昨晩は深夜までヘロヘロになるまでバーボンから指示をされたことをやっていたというのに、朝日が昇るころに「ギン」という人物からやけに短文のメールが届いた。会ったことはないけれど、こいつはきっとろくでもないやつだ。でもギンは組織のボスにたいそう可愛がられているらしく、逆らえるものもいないらしい。いつも持ってくる仕事は、超ド級に面倒なものが多い。まるでこちらを試すかのような。性格だってねちっこそうだ。
今回ギンに指示されたのは、簡単な任務。「キール」の脚になること。
運び屋の仕事は楽なんだろうけど、好きではない。マトモな場所で運転の仕方を教えてもらったわけでもないし、所有してる免許も合法なものではない。自分の運転技術に自信がないのだ。

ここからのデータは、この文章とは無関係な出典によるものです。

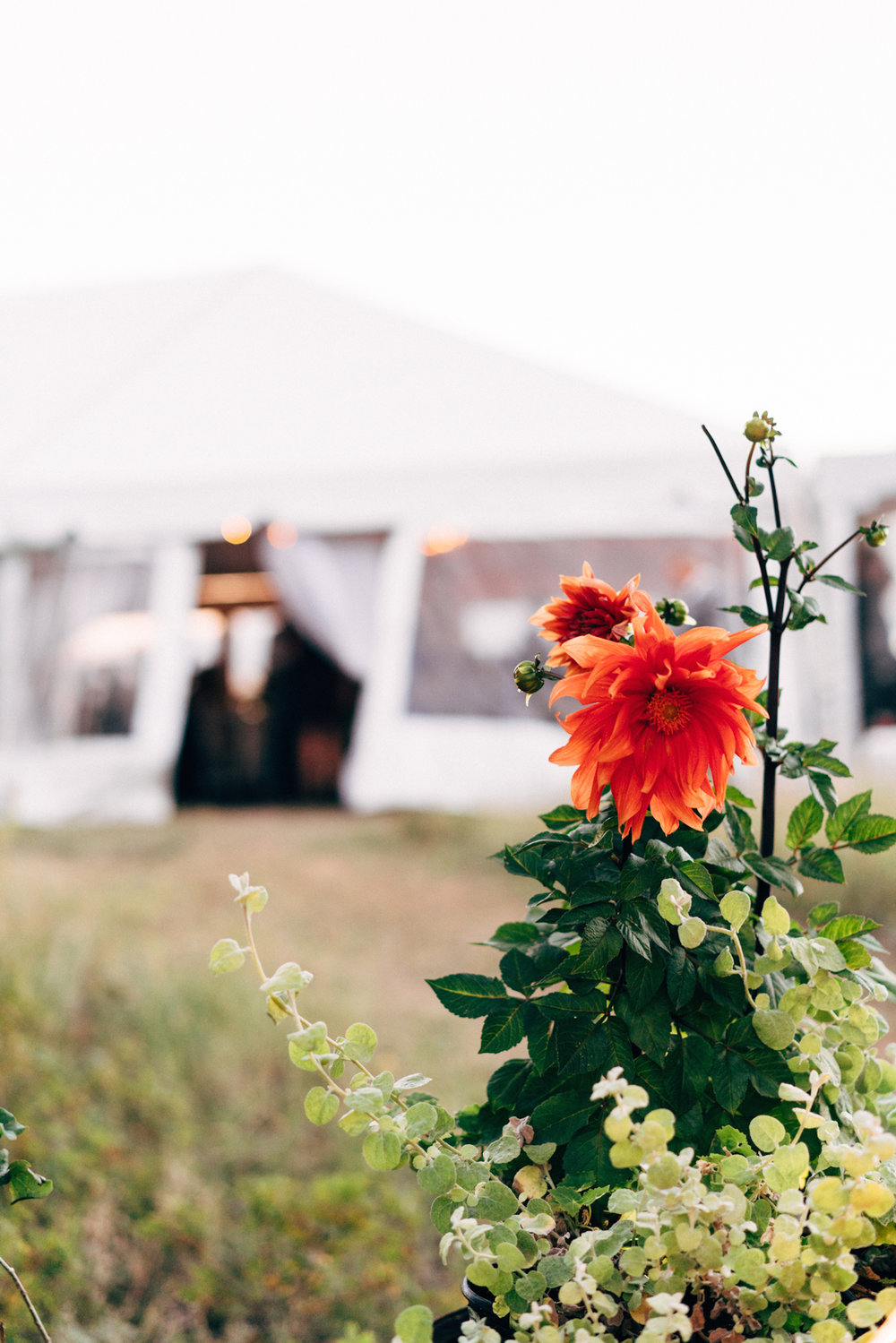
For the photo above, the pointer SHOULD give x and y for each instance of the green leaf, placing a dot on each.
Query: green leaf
(469, 995)
(767, 1132)
(600, 943)
(775, 1029)
(834, 581)
(503, 1029)
(10, 1125)
(438, 1176)
(747, 614)
(382, 1151)
(650, 1029)
(513, 935)
(845, 814)
(780, 543)
(322, 1106)
(495, 1202)
(559, 1117)
(226, 955)
(804, 610)
(805, 821)
(872, 834)
(570, 1005)
(735, 907)
(24, 1184)
(848, 925)
(414, 1324)
(745, 524)
(823, 790)
(288, 978)
(729, 1080)
(562, 817)
(360, 1042)
(739, 828)
(821, 761)
(681, 978)
(821, 865)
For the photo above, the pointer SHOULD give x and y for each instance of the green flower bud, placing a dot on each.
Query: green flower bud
(756, 428)
(673, 611)
(528, 676)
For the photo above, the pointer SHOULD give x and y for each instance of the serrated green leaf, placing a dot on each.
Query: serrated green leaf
(503, 1029)
(872, 834)
(826, 763)
(775, 1029)
(821, 865)
(805, 821)
(562, 817)
(10, 1125)
(469, 995)
(823, 790)
(747, 614)
(847, 814)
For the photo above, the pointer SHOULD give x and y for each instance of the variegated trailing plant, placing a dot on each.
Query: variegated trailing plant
(696, 1141)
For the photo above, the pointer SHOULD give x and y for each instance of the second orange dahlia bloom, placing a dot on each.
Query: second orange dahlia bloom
(589, 606)
(659, 721)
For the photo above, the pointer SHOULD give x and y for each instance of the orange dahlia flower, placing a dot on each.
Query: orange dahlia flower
(659, 721)
(589, 606)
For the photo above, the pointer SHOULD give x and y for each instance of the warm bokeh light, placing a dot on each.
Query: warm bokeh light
(281, 535)
(236, 528)
(440, 540)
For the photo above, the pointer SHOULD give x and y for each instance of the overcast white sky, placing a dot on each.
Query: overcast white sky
(691, 201)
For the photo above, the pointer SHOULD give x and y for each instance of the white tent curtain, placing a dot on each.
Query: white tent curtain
(328, 587)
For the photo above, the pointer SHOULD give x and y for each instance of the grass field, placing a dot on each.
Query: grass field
(193, 1201)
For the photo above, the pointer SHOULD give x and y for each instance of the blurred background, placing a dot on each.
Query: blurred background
(332, 335)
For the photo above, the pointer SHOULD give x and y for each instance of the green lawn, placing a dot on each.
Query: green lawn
(193, 1200)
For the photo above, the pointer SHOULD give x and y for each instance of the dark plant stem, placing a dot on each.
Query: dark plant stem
(810, 572)
(26, 1299)
(774, 492)
(724, 465)
(770, 763)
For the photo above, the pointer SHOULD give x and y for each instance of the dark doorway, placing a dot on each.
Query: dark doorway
(271, 715)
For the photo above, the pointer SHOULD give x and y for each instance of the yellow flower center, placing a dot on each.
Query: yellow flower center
(668, 710)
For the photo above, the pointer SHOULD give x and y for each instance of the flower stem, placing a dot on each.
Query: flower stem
(26, 1299)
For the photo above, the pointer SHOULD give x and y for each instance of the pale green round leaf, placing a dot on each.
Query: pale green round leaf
(226, 955)
(414, 1324)
(767, 1132)
(322, 1106)
(735, 907)
(382, 1151)
(775, 917)
(438, 1175)
(360, 1042)
(289, 978)
(775, 1028)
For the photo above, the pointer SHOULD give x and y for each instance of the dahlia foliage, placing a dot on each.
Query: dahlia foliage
(662, 716)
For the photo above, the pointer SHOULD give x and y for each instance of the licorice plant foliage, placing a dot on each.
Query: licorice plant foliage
(697, 1139)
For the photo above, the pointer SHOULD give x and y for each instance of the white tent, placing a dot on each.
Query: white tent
(134, 418)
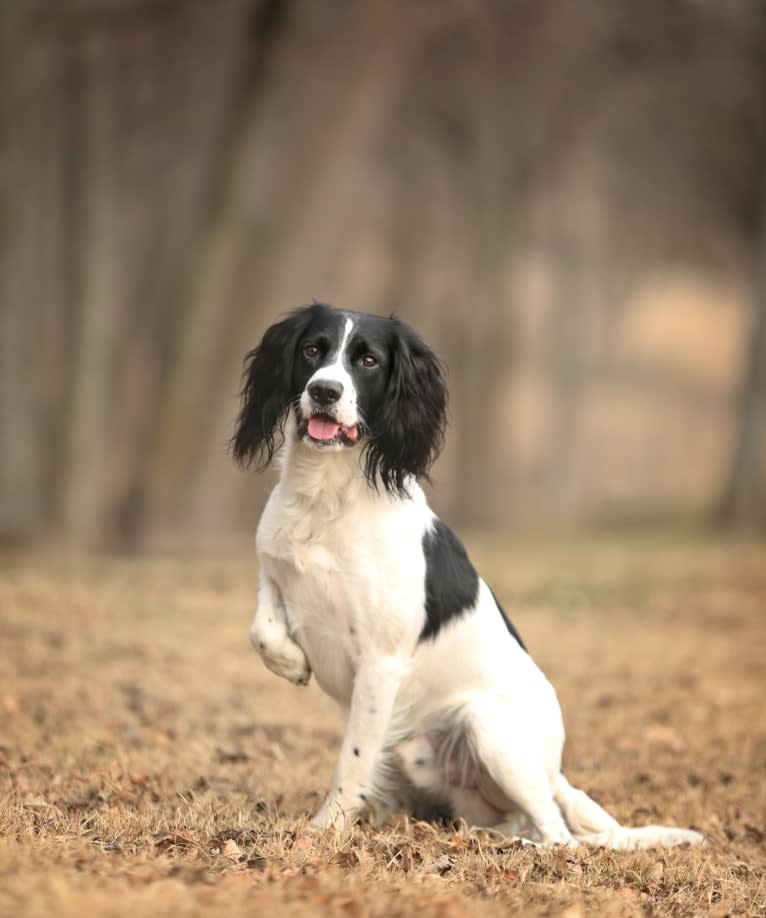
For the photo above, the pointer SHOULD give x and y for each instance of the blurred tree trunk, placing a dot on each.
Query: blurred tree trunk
(19, 492)
(744, 503)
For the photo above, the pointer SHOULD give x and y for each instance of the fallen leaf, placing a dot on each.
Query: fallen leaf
(441, 865)
(655, 873)
(232, 851)
(10, 704)
(661, 735)
(22, 782)
(303, 843)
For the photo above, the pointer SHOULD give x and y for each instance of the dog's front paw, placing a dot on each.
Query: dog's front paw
(283, 657)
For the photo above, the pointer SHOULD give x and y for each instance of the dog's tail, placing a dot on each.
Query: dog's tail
(592, 825)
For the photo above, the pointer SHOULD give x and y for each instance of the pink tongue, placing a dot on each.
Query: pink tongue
(323, 429)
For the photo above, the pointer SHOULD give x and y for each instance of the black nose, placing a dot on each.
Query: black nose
(325, 392)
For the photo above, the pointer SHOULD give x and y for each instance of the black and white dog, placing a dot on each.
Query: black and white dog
(361, 584)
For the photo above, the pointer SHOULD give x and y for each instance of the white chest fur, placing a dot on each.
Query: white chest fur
(336, 552)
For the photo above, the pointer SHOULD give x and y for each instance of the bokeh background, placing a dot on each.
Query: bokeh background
(567, 200)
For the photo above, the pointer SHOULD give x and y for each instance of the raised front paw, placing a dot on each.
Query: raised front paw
(282, 656)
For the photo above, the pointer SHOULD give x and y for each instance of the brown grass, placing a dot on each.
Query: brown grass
(149, 764)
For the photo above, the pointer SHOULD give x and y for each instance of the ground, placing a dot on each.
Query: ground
(150, 765)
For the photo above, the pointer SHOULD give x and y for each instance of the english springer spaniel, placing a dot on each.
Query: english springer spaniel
(361, 584)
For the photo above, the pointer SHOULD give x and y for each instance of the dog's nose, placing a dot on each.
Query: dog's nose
(325, 392)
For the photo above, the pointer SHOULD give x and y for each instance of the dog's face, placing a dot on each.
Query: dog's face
(351, 380)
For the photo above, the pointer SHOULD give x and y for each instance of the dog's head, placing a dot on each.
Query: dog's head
(352, 380)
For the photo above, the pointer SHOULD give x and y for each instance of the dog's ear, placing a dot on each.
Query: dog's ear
(408, 433)
(266, 393)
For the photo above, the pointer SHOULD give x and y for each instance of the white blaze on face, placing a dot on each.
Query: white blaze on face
(344, 410)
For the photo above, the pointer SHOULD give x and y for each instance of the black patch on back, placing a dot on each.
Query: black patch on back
(508, 623)
(452, 584)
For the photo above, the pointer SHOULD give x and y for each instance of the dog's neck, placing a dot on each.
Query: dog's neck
(320, 480)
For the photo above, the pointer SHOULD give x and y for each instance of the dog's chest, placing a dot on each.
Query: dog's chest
(349, 584)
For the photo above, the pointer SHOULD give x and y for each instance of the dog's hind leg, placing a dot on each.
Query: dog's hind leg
(517, 770)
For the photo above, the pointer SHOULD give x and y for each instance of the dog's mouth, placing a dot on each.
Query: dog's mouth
(325, 430)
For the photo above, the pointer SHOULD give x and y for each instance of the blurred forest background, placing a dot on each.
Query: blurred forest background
(568, 199)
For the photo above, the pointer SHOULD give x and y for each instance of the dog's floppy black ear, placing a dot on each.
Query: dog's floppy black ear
(266, 392)
(408, 433)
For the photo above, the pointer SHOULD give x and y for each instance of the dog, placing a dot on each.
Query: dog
(364, 586)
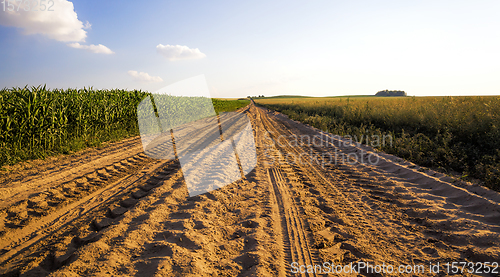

とくに都内の運転は慣れない。若葉マークを貼り付けて金髪で派手な女性幹部を迎えに行ったら、美しくないから外しなさい、と捨てられてしまった。
キールは大きな失態を犯したばかりらしい。だからか、回される仕事も危険なモノばかりなのだ。あてがわれる人材も、俺みたいにまだ組織の内部的にとっては、その他大勢の有象無象ばかり。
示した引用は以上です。